There is no way to know for sure if these scandals are the exception rather than the rule, but it’s clear that some credit recovery programs have profound quality control problems.
While too little is known about these programs nationally, and education researchers haven’t yet been able to gauge their rigor or quality, newly available data on every high school in America allowed us to determine how many schools had high rates of student participation in these credit recovery make-up classes. Not only are these high-volume credit recovery programs where quality problems are most likely to crop up, they also affect the most students.
About three-quarters of traditional U.S. high schools reported having a credit recovery program in 2015–16, and six percent of all high schoolers participated. More than one in five schools had at least 9 percent of their students taking credit recovery classes, and in total, these schools hosted 71 percent of all students taking make-up classes. Even more extreme were the schools whose participation rates were triple the national average. These “peak” credit recovery schools were only 8 percent of all schools, but served a whopping 39 percent of all credit recovery students. At these volumes, credit recovery programs invite issues like those manifest in Tulsa and D.C.
Schools with high-participation rates are different from the rest. They have more poor and non-white students, and fewer students performing satisfactorily. Their graduation rates are also lower.
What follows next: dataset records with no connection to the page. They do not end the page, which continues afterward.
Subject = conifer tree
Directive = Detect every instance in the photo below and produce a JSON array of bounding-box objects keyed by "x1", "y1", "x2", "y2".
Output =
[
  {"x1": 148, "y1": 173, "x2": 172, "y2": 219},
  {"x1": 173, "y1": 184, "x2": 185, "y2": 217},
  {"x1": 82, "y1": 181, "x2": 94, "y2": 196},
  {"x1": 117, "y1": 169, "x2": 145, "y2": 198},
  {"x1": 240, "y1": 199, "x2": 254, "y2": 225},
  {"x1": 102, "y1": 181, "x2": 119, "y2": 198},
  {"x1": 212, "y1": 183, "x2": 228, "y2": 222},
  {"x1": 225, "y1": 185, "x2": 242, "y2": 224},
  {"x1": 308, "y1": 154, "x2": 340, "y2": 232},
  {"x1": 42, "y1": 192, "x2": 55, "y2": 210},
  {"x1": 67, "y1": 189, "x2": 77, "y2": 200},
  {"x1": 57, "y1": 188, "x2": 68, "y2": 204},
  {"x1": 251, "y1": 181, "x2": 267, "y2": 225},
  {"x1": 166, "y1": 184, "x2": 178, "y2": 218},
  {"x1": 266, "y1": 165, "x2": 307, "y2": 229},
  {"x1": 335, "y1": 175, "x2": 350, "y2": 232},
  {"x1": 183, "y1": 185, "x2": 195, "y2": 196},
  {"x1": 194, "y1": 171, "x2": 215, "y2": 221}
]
The differences are profound for “peak” schools, 28 percent of which are high-poverty, and 70 percent of which are majority minority (compared to all high schools where the percentages are 14 and 45, respectively). In “peak” schools, the students are more likely to be suspended, held back, and chronically absent. They are less likely to pass Algebra I on time, take and pass AP exams, or be proficient in reading and math. While their graduation rates remain below average, these schools have had one advantage: larger graduation rate gains than all other schools for four years running. The high-volume programs in these schools create more than a quality problem; the concentrated disadvantage of their students amounts to an equity problem.
Scandals aside, it’s possible that some high-volume programs are well-conceived, with policies in place to ensure that participants meet graduation standards. However, the dearth of information we found on 200 school districts websites — schools which had at least a 10 percent credit recovery participation — suggests otherwise. No information on credit recovery programs was posted in 15 percent of these districts. Basic information, such as what courses were available, when they were offered, and whether they were in class or online, was missing in far too many cases. For programs serving one in 10 students, this lack of information suggests a lack of quality control.
Pressure to improve graduation rates is healthy when it pushes schools to better prepare students for college or work. Providing struggling students with legitimate second chances to meet expectations and graduate on time is laudable. However, creating a second track to graduation with lower expectations, most often for disadvantaged students, is not. State and district leaders have a responsibility to ensure that the second chances they offer students are truly make-up classes, and not made-up progress to record graduation gains.
— Nat Malkus and Amy Cummings
Nat Malkus is a resident scholar and the deputy director of education policy at the American Enterprise Institute (AEI), where he specializes in K–12 education. Amy Cummings is a Research Assistant in Education Policy at the American Enterprise Institute.